The Botswana Stock Exchange (BSE) has announced intentions to boost liquidity and activity through opening the bond market to retail traders.
The exchange says the current bond market is primarily accessible to institutional investors such as pension funds and large commercial entities.
Retail bonds are an ‘IOU’ in which an investor agrees to loan money to an individual, company, or government in exchange for a predetermined interest rate. Retail trade of bonds is more common in developed capital markets such as Wall Street which has some retail traders holding their pensions in popular stocks.
At a financial services stakeholder engagement held on Wednesday, the local bourse’s new chief, Aupa Monyatsi, spoke on trends where major securities traded on the exchange are dominated by institutional investors, particularly in the bond market.

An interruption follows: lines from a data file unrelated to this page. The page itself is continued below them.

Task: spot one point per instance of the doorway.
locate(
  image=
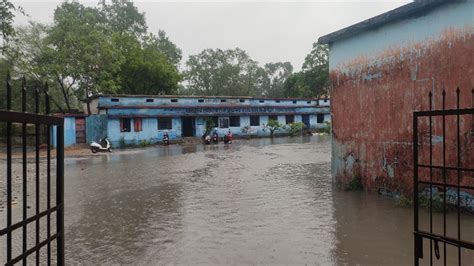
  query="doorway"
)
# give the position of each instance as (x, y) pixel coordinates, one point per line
(188, 126)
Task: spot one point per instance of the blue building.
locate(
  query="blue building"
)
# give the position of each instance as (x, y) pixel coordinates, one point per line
(134, 119)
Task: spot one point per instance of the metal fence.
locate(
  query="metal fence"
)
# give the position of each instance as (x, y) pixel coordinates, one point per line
(442, 174)
(32, 225)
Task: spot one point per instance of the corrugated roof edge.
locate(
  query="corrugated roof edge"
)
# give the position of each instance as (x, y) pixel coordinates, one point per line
(202, 97)
(409, 10)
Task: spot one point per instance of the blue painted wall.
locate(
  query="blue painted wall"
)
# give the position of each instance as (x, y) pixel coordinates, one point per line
(69, 132)
(150, 109)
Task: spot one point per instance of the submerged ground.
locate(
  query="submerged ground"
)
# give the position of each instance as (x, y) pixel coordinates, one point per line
(257, 201)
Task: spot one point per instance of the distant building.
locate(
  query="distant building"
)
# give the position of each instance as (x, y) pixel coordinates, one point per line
(132, 119)
(382, 70)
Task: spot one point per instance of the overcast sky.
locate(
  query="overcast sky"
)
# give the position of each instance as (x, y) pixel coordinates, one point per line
(268, 31)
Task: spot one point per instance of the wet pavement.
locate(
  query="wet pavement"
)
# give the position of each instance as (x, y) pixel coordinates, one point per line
(257, 201)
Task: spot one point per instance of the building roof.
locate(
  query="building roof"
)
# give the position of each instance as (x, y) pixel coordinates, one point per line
(414, 9)
(202, 97)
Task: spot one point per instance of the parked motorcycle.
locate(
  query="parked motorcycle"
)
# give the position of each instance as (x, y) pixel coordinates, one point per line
(166, 138)
(228, 138)
(215, 137)
(207, 140)
(103, 145)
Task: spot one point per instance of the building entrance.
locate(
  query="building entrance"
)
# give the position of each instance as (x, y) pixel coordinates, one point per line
(188, 126)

“Institutional investors continue to dominate activity in the exchange,” he said. “When you look at the bond market we want to turn things around and allow for retail investors to be able to buy bonds and re-invigorate the market.”
Opening up the bond market to retail investors is not a new discussion in the local capital market.
Five years ago, the Bank of Botswana confirmed that proposals had been made to kick start the country’s retail bond programme from within governments then P15 billion note issuance programme which now stands at a ceiling of P55 billion. The central bank, which was championing the move, would later back-track on the plans citing the hefty costs involved in introducing state-backed retail bonds.
“We found that it is very complex and expensive to do,” revealed the then governor, Moses Pelaelo. “We have relaxed the pace and are instead looking at other things to do, looking at what they did in Kenya and South Africa, especially around costs.”
The plan to introduce retail bonds was viewed as ideal for Batswana looking at investing lump sums, such as entrepreneurs, pensioners, and ordinary citizens. At present, the main savings avenue is via deposits with local banks, where interest rates have been eaten away by inflation in recent periods.
Previously, the central bank had said retail bonds must be readily accessible to retail customers including small businesses and there was a need to focus on relatively small denominations that would accommodate those on relatively low incomes.
Such denominations would reach those currently disadvantaged in terms of access to quality savings products which offer attractive returns.